Acacia incanicarpa is a species of flowering plant in the family Fabaceae and is endemic to the Cape Le Grand National Park in the south of Western Australia. It is a bushy, rounded or inverted cone-shaped shrub with leathery, lance-shaped to narrowly oblong or elliptic phyllodes, spherical heads of light golden yellow flowers, and linear, crusty hoary pods.

==Description==
Acacia incanicarpa is a bushy, rounded or inverted cone-shaped shrub that typically grows to a height of 1–2 m and has ribbed, hoary, often scaly branchlets.
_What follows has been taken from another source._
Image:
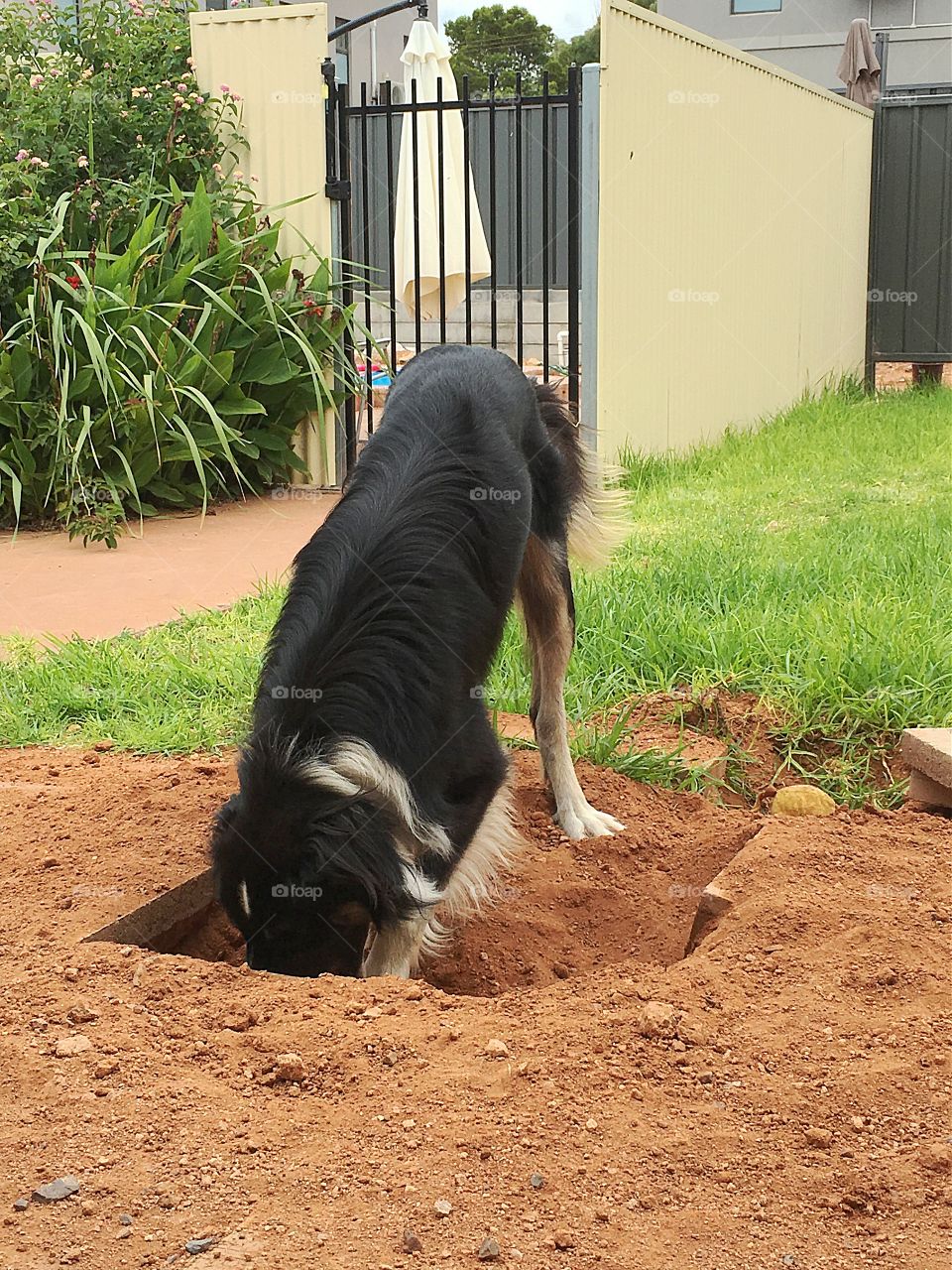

Its phyllodes are leathery, lance-shaped with the narrower end towards the base, narrowly oblong or elliptic, 40–90 mm long and 7–14 mm wide and silvery grey-green, with one or three main veins and many finer closely parallel veins in between. The flowers are borne in an oblong to short cylindrical head 7–10 mm long and 4–5 mm in diameter in axils, on a peduncle 2–3 mm long. The peduncles are covered with silky hairs, but often obscured by resin. Flowering has been recorded in November to December and in January and April, and the pods are linear, straight, firmly crust-like, up to 100 mm long and 4–5 mm wide. The seeds are oblong to elliptic, 3–5 mm long, semi-glossy dark brown with white aril on the end.

==Taxonomy==
Acacia incanicarpa was first formally described in 2001 by Alexander Robert Chapman and Bruce Maslin in the journal Nuytsia from specimens collected by Maslin on Frenchmans Peak in the Cape Le Grand National Park in 1983. The specific epithet (incanicarpa) mean 'grey-' or 'hoary-fruited'.

==Distribution==
This species of wattle is restricted to the Cape Le Grand National Park east of Esperance where it grows in pockets of loamy sand on granite ridges and slopes in open scrub or heathland and low shrubland communities.

==Conservation status==
Acacia incanicarpa is listed as 'Priority Two', meaning that it is poorly known and from only one or a few locations.